Пенсию Пётр Васильевич получал не ахти какую и помогал себе побочным заработком: чинил замки, мастерил зажигалки, точил («наводил») пилы. Научился всему этому он уже будучи инвалидом. За работу брал он очень недорого, а с нас, подростков, прямо какие-то гроши, даже для нашего скудного бюджета малоощутимые. Нам нравилось у него бывать, мы иногда без всякого дела к нему таскались, — и он не гнал нас, встречал приветливо. Разговаривал он с нами всегда серьёзно, будто со взрослыми. И это не потому, что хотел подладиться к нам, — нет, он ко всем людям относился уважительно. У него было какое-то удивительно ласковое, праздничное отношение к жизни. Он считал себя счастливым — ему повезло на войне! Сколько там полегло, а у него война только ногу отобрала, голова-то цела! И обе руки — в полном порядке! И, наверно, именно потому, что он был уверен в том, что он счастлив, ему хотелось, чтобы все на свете были счастливы. Жильцы квартиры души в нём не чаяли, это ощущалось по их дружескому отношению ко всем, кто посещал Петра Васильевича. Как-то раз одна из его соседок задержала нас с Борисом в коридоре и рассказала, что Пётр Васильевич одному хворому старичку из соседней квартиры деньги задарма даёт, а её сыну вчера на покупку ранца пятёрку отвалил. А ведь сам-то — никакой не миллионер, сам-то на масле экономит...

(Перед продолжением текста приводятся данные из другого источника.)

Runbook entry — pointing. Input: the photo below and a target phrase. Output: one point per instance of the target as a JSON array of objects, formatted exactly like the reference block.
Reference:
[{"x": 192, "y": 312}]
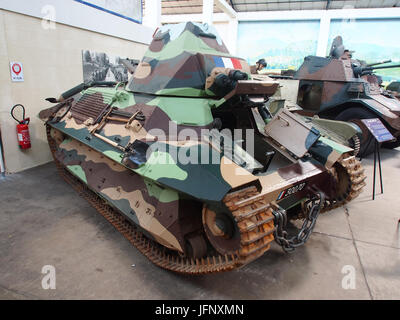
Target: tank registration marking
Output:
[{"x": 292, "y": 190}]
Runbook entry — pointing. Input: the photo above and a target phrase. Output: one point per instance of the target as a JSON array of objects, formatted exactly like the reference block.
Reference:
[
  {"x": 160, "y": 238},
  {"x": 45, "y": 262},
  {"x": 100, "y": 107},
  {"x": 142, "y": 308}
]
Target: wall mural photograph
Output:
[
  {"x": 99, "y": 66},
  {"x": 283, "y": 44}
]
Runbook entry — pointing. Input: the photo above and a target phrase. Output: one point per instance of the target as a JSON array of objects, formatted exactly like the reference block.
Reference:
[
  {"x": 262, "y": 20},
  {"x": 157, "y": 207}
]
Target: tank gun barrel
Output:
[
  {"x": 377, "y": 63},
  {"x": 360, "y": 71}
]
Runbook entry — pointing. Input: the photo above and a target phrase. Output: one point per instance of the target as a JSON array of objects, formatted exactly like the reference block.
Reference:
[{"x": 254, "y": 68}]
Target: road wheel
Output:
[
  {"x": 392, "y": 145},
  {"x": 355, "y": 115}
]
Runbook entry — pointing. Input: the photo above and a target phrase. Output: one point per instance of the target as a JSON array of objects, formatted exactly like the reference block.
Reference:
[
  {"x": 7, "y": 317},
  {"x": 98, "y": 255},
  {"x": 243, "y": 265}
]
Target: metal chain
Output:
[{"x": 289, "y": 244}]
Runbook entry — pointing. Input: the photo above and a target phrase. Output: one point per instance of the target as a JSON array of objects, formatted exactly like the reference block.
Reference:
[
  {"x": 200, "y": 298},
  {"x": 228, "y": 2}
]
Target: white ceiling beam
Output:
[
  {"x": 317, "y": 14},
  {"x": 225, "y": 7},
  {"x": 208, "y": 10},
  {"x": 196, "y": 17}
]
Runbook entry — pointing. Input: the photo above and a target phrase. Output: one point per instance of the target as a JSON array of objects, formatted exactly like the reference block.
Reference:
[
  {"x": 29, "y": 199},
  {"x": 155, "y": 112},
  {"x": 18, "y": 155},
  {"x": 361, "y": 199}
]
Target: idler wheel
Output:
[{"x": 221, "y": 230}]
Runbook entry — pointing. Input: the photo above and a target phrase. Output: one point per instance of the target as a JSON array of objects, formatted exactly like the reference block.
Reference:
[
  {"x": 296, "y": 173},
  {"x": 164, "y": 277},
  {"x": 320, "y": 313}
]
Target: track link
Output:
[
  {"x": 355, "y": 182},
  {"x": 252, "y": 214}
]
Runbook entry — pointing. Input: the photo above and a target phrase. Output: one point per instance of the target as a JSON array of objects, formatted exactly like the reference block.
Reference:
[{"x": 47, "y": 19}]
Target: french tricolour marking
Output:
[{"x": 225, "y": 62}]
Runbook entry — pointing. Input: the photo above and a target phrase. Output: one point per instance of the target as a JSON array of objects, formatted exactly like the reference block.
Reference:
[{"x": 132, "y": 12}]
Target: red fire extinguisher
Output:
[{"x": 24, "y": 140}]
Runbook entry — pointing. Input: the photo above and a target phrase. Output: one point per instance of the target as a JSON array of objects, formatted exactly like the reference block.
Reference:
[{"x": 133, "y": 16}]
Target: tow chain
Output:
[{"x": 290, "y": 243}]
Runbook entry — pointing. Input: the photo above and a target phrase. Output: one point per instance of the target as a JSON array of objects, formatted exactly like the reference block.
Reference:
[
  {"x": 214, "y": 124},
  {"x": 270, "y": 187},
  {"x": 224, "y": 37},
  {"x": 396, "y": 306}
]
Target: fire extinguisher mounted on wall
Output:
[{"x": 24, "y": 140}]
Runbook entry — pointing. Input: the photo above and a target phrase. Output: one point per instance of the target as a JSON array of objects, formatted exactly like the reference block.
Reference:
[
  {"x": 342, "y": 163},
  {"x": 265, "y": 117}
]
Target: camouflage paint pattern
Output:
[{"x": 164, "y": 194}]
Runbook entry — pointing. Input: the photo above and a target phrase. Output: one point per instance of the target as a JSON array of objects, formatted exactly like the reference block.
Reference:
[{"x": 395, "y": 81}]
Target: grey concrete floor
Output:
[{"x": 44, "y": 222}]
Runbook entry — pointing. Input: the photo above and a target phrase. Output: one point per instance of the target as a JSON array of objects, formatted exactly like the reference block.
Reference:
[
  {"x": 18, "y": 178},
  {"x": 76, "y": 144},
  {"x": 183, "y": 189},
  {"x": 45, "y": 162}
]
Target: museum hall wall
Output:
[{"x": 52, "y": 63}]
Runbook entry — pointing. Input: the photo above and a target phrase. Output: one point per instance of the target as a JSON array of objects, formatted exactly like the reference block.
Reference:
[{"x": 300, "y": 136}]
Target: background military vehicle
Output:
[
  {"x": 394, "y": 89},
  {"x": 159, "y": 158},
  {"x": 341, "y": 88}
]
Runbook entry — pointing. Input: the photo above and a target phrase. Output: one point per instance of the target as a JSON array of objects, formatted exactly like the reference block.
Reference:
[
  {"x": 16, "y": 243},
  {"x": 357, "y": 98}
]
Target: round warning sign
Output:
[{"x": 16, "y": 71}]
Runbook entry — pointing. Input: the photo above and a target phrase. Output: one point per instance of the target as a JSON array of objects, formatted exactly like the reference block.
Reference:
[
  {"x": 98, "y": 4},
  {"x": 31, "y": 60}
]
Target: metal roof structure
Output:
[{"x": 195, "y": 6}]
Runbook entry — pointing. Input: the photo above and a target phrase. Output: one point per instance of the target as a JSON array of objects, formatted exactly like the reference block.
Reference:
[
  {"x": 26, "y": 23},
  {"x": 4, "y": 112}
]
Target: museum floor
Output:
[{"x": 44, "y": 222}]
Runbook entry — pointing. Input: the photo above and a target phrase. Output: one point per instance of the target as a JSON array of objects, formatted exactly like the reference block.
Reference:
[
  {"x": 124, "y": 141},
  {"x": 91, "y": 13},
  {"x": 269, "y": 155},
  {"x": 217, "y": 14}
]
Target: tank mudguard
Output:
[{"x": 176, "y": 165}]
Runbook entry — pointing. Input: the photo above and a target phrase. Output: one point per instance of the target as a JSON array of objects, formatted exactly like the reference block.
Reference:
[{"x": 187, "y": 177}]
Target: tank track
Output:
[
  {"x": 355, "y": 182},
  {"x": 253, "y": 216}
]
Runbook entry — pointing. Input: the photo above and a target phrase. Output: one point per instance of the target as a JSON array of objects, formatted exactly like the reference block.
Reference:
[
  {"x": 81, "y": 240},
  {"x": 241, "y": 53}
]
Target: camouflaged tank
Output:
[
  {"x": 341, "y": 88},
  {"x": 162, "y": 157}
]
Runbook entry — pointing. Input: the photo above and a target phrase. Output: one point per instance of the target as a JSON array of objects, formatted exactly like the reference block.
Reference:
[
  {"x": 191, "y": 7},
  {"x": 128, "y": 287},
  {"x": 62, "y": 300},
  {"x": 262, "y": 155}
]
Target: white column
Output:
[
  {"x": 152, "y": 14},
  {"x": 208, "y": 10},
  {"x": 233, "y": 27},
  {"x": 323, "y": 35}
]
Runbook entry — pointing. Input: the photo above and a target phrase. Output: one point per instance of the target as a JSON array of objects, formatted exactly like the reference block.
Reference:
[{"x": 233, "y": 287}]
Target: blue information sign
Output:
[{"x": 378, "y": 130}]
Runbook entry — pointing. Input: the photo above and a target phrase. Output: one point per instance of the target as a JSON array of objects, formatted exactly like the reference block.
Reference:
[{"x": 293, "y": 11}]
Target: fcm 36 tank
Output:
[
  {"x": 159, "y": 156},
  {"x": 339, "y": 87}
]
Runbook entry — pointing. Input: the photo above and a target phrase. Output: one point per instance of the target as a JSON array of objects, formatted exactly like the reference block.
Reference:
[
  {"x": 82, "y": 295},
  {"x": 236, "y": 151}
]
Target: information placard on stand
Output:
[{"x": 380, "y": 134}]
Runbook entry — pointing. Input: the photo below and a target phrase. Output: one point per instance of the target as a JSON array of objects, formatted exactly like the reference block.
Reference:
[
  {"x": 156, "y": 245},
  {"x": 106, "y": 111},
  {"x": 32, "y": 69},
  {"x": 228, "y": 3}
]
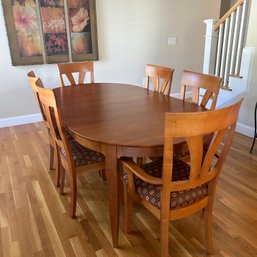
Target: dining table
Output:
[{"x": 118, "y": 120}]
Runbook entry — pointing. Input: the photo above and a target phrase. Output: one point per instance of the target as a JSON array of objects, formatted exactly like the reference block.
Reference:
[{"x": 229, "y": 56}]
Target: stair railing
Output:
[{"x": 224, "y": 42}]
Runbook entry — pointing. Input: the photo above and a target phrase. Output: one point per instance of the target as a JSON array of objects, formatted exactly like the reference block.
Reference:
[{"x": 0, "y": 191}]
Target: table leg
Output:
[{"x": 112, "y": 185}]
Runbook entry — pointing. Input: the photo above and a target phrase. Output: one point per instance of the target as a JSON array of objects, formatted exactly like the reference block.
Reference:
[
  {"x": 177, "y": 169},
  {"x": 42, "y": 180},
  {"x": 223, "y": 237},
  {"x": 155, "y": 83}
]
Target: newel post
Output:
[{"x": 211, "y": 39}]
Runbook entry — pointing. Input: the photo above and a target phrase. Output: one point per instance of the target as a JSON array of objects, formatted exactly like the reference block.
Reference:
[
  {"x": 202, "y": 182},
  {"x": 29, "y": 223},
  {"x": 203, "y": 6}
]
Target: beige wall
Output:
[
  {"x": 131, "y": 34},
  {"x": 246, "y": 114}
]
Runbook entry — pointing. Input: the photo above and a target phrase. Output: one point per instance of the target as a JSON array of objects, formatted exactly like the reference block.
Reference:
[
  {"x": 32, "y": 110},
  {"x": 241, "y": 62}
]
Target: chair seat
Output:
[
  {"x": 151, "y": 193},
  {"x": 82, "y": 155}
]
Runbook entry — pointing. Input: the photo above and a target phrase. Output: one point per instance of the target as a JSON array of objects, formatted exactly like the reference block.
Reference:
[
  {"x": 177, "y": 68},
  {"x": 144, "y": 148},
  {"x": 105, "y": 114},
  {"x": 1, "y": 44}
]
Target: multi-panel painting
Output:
[{"x": 51, "y": 31}]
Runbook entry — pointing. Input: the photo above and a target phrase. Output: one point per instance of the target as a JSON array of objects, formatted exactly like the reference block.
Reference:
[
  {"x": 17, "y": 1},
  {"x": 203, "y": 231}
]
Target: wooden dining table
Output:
[{"x": 117, "y": 120}]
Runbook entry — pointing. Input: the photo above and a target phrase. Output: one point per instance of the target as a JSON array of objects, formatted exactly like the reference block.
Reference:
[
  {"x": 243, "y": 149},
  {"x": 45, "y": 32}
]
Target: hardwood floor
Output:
[{"x": 34, "y": 218}]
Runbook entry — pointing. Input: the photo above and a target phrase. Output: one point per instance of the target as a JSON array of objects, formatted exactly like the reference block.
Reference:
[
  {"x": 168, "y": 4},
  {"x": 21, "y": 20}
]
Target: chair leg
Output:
[
  {"x": 253, "y": 143},
  {"x": 73, "y": 194},
  {"x": 164, "y": 240},
  {"x": 58, "y": 166},
  {"x": 102, "y": 174},
  {"x": 208, "y": 229},
  {"x": 52, "y": 154},
  {"x": 62, "y": 178},
  {"x": 128, "y": 209}
]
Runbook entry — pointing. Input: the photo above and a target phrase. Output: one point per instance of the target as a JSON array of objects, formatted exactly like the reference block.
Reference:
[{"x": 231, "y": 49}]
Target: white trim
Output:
[
  {"x": 244, "y": 129},
  {"x": 19, "y": 120}
]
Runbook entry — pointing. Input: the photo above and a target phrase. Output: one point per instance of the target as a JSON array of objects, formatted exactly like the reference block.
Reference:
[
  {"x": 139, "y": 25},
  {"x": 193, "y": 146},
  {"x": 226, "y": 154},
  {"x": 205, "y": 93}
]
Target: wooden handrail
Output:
[{"x": 227, "y": 14}]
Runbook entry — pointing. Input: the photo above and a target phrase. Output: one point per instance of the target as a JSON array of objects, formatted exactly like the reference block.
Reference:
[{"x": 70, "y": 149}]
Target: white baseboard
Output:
[
  {"x": 245, "y": 130},
  {"x": 25, "y": 119},
  {"x": 19, "y": 120}
]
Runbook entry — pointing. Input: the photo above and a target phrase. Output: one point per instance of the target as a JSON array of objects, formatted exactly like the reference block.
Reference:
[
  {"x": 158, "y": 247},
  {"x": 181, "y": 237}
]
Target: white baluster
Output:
[
  {"x": 211, "y": 38},
  {"x": 229, "y": 48},
  {"x": 218, "y": 56},
  {"x": 241, "y": 38},
  {"x": 224, "y": 47}
]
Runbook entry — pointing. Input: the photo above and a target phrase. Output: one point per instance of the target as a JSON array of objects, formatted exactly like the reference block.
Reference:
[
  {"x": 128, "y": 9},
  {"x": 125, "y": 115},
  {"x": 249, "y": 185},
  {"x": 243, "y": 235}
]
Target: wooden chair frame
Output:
[
  {"x": 68, "y": 70},
  {"x": 204, "y": 168},
  {"x": 54, "y": 118},
  {"x": 157, "y": 73},
  {"x": 53, "y": 155}
]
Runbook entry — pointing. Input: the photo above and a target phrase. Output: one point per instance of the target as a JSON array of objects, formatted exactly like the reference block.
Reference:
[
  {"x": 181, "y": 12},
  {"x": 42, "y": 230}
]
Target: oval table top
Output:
[{"x": 118, "y": 114}]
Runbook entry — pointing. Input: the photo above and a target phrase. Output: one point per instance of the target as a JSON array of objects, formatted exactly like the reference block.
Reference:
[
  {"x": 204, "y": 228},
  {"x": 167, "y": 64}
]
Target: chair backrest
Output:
[
  {"x": 70, "y": 69},
  {"x": 53, "y": 117},
  {"x": 159, "y": 75},
  {"x": 196, "y": 81},
  {"x": 32, "y": 81},
  {"x": 193, "y": 127}
]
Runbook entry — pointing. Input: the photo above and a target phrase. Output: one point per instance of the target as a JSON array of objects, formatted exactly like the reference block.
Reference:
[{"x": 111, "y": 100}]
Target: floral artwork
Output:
[
  {"x": 53, "y": 20},
  {"x": 81, "y": 43},
  {"x": 56, "y": 44},
  {"x": 51, "y": 31},
  {"x": 25, "y": 19},
  {"x": 30, "y": 3},
  {"x": 79, "y": 20},
  {"x": 78, "y": 3},
  {"x": 27, "y": 29},
  {"x": 29, "y": 45},
  {"x": 51, "y": 3}
]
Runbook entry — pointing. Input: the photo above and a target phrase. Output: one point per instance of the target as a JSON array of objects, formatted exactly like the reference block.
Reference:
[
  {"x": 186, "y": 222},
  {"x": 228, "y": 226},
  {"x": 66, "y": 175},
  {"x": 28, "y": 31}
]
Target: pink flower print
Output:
[
  {"x": 80, "y": 20},
  {"x": 25, "y": 19}
]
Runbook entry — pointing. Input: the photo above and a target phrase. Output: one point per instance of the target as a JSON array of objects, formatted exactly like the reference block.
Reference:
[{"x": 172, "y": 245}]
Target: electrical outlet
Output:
[{"x": 172, "y": 41}]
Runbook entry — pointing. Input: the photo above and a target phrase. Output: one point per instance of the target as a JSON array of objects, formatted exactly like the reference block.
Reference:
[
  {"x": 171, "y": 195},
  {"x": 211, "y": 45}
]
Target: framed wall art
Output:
[{"x": 51, "y": 31}]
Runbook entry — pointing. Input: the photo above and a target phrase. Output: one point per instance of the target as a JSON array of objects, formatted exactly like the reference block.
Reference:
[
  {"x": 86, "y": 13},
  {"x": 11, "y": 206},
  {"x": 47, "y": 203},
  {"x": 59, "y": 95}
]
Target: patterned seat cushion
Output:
[
  {"x": 82, "y": 155},
  {"x": 151, "y": 193}
]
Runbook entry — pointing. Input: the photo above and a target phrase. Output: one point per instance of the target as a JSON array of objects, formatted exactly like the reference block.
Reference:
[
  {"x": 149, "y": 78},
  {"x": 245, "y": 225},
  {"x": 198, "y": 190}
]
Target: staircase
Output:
[{"x": 225, "y": 53}]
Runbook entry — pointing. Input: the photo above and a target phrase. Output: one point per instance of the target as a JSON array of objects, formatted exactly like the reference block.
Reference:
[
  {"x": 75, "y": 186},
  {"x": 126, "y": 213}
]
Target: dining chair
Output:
[
  {"x": 32, "y": 80},
  {"x": 69, "y": 70},
  {"x": 172, "y": 189},
  {"x": 204, "y": 88},
  {"x": 161, "y": 78},
  {"x": 73, "y": 157}
]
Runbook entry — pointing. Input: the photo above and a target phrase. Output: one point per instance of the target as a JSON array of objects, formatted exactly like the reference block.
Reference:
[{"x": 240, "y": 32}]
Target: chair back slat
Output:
[
  {"x": 54, "y": 119},
  {"x": 70, "y": 69},
  {"x": 159, "y": 74},
  {"x": 36, "y": 82},
  {"x": 196, "y": 81},
  {"x": 193, "y": 127}
]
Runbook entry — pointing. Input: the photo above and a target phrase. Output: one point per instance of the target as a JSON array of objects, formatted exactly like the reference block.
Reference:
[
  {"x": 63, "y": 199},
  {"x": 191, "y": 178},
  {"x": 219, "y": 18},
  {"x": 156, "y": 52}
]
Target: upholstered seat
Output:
[
  {"x": 82, "y": 155},
  {"x": 178, "y": 199},
  {"x": 172, "y": 189},
  {"x": 73, "y": 158}
]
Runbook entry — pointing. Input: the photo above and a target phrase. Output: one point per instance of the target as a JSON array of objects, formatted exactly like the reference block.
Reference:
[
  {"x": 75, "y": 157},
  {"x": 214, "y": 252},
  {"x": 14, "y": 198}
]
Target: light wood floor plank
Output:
[{"x": 34, "y": 218}]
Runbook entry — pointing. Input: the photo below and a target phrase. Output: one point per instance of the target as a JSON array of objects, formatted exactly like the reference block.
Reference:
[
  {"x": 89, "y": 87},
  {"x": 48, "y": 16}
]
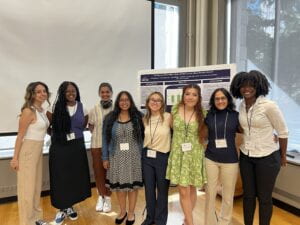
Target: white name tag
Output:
[
  {"x": 249, "y": 145},
  {"x": 185, "y": 147},
  {"x": 124, "y": 146},
  {"x": 71, "y": 136},
  {"x": 221, "y": 143},
  {"x": 151, "y": 153}
]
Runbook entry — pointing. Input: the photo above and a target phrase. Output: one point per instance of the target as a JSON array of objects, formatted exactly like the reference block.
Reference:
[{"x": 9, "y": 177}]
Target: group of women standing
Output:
[{"x": 130, "y": 150}]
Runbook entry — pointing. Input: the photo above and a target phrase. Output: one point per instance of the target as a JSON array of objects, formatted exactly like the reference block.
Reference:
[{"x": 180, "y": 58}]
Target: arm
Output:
[
  {"x": 91, "y": 122},
  {"x": 171, "y": 121},
  {"x": 276, "y": 118},
  {"x": 86, "y": 119},
  {"x": 26, "y": 118},
  {"x": 104, "y": 146},
  {"x": 283, "y": 146}
]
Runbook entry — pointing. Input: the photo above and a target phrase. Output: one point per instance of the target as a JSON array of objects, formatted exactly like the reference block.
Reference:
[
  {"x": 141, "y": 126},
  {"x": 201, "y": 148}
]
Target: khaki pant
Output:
[
  {"x": 30, "y": 182},
  {"x": 226, "y": 174}
]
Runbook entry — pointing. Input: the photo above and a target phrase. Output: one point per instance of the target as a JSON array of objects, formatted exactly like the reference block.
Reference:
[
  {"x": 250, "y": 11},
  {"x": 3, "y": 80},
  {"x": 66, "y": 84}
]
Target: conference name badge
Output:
[
  {"x": 70, "y": 136},
  {"x": 151, "y": 153},
  {"x": 185, "y": 147},
  {"x": 221, "y": 143},
  {"x": 124, "y": 146}
]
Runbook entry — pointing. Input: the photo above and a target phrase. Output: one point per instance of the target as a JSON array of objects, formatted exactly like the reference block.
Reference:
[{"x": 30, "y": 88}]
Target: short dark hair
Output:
[
  {"x": 230, "y": 106},
  {"x": 61, "y": 120},
  {"x": 105, "y": 84},
  {"x": 135, "y": 116},
  {"x": 253, "y": 78}
]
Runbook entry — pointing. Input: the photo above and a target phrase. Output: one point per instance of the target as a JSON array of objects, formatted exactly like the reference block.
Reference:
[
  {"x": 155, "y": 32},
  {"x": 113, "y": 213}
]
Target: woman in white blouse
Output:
[
  {"x": 96, "y": 117},
  {"x": 261, "y": 157},
  {"x": 28, "y": 153}
]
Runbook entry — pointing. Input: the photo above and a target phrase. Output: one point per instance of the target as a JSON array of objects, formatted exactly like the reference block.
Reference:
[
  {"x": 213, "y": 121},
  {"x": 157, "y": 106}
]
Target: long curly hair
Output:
[
  {"x": 198, "y": 107},
  {"x": 230, "y": 105},
  {"x": 61, "y": 120},
  {"x": 253, "y": 78},
  {"x": 30, "y": 94},
  {"x": 135, "y": 116}
]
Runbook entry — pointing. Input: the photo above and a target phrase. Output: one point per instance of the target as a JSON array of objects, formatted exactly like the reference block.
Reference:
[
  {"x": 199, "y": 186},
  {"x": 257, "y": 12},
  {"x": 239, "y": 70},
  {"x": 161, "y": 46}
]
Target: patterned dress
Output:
[
  {"x": 185, "y": 168},
  {"x": 124, "y": 173}
]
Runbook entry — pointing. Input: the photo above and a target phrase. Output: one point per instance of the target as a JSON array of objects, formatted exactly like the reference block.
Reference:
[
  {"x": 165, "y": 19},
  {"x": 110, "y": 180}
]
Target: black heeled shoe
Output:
[
  {"x": 120, "y": 221},
  {"x": 130, "y": 222}
]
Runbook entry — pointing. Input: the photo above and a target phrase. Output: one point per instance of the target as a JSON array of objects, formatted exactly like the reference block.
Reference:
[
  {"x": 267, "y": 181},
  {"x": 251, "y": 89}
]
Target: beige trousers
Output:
[
  {"x": 29, "y": 182},
  {"x": 226, "y": 174}
]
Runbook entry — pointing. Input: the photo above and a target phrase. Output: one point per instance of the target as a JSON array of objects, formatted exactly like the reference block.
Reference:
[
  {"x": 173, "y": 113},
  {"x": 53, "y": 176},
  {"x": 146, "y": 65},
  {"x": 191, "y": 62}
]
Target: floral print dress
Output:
[{"x": 185, "y": 168}]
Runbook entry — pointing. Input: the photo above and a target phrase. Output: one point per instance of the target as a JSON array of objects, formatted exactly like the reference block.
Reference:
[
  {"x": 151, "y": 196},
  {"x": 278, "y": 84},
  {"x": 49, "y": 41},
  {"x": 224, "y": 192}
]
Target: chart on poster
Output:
[{"x": 171, "y": 81}]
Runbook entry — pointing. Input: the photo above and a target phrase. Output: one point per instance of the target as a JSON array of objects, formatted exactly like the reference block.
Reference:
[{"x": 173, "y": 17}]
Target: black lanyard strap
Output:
[{"x": 186, "y": 126}]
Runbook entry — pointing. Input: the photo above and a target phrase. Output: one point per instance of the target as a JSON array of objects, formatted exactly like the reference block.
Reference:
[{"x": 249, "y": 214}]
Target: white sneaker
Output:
[
  {"x": 100, "y": 203},
  {"x": 107, "y": 204},
  {"x": 59, "y": 218}
]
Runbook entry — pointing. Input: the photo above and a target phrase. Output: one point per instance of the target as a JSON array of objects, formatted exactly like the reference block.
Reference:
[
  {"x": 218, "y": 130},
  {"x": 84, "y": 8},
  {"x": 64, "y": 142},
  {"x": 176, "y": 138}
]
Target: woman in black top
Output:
[{"x": 221, "y": 157}]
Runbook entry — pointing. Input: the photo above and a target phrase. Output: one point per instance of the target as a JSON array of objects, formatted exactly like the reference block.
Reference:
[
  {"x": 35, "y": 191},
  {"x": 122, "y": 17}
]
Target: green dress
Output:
[{"x": 185, "y": 168}]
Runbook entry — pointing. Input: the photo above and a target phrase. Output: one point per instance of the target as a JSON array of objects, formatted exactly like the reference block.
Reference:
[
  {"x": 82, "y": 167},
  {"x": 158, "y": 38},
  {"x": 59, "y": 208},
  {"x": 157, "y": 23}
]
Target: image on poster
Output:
[{"x": 170, "y": 82}]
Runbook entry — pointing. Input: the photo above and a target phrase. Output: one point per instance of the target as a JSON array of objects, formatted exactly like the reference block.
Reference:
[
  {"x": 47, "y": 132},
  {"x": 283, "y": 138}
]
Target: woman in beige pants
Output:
[
  {"x": 221, "y": 157},
  {"x": 27, "y": 159}
]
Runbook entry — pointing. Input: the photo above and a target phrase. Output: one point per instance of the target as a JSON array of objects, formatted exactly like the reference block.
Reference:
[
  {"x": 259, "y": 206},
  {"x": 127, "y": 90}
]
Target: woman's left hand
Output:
[
  {"x": 14, "y": 164},
  {"x": 283, "y": 161}
]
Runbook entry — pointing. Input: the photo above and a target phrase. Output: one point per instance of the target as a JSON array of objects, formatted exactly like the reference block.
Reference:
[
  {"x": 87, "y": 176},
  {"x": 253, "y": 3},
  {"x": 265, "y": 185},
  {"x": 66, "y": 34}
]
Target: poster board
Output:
[{"x": 171, "y": 81}]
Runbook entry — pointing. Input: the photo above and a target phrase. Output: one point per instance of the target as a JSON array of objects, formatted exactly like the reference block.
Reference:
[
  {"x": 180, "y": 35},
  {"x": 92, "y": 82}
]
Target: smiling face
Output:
[
  {"x": 155, "y": 103},
  {"x": 191, "y": 97},
  {"x": 71, "y": 94},
  {"x": 220, "y": 100},
  {"x": 40, "y": 94},
  {"x": 248, "y": 91},
  {"x": 105, "y": 93},
  {"x": 124, "y": 102}
]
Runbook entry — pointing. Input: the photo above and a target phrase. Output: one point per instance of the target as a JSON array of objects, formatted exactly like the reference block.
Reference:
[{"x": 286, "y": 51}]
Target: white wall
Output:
[{"x": 83, "y": 41}]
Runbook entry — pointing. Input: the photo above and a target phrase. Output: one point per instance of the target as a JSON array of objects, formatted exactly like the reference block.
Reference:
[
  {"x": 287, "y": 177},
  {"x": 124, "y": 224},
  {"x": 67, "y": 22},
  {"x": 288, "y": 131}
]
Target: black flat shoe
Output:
[
  {"x": 120, "y": 221},
  {"x": 130, "y": 222}
]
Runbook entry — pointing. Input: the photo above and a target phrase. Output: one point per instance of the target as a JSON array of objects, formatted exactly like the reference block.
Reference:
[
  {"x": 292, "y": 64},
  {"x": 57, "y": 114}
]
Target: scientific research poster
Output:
[{"x": 171, "y": 81}]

Я помню его лицо, его добродушно-лукавую улыбку. Я вспоминаю его с умилением. Мы весьма легко даём крайне отрицательные, беспощадные оценки плохим людям. Сказать о нехорошем человеке, что он дерьмо, подонок, сволочь, негодяй — нам совсем не трудно. А вот оценки хорошим людям мы порой занижаем, — из-за какой-то душевной робости, подспудной перестраховки. Но о Петре Васильевиче я осмелюсь отозваться так: то был святой человек. Святой без всякого намерения прослыть таковым, святой сам по себе. И без всякой религиозной подоплёки, ибо в Бога он давно уже не верил, он расстался с ним на войне.

Зато его друг Чашечка (кажется, это было не прозвище, а фамилия), тоже вернувшийся с войны одноногим калекой, в Бога верил. Чашечка этот жил в соседнем доме и постоянно торчал у Петра Васильевича. Они не были однополчанами, а сдружились уже в петроградском госпитале, — и сдружились прочно. Но вечно пикировались. В церковь Чашечка не ходил, но считал, что поскольку на свете существует всё то, что существует, должен же кто-то всем этим командовать. Однажды он спросил меня, верю ли я в Бога. В ту свою отроческую пору я ни во что святое не верил и потому ответил, что никакого Бога нет.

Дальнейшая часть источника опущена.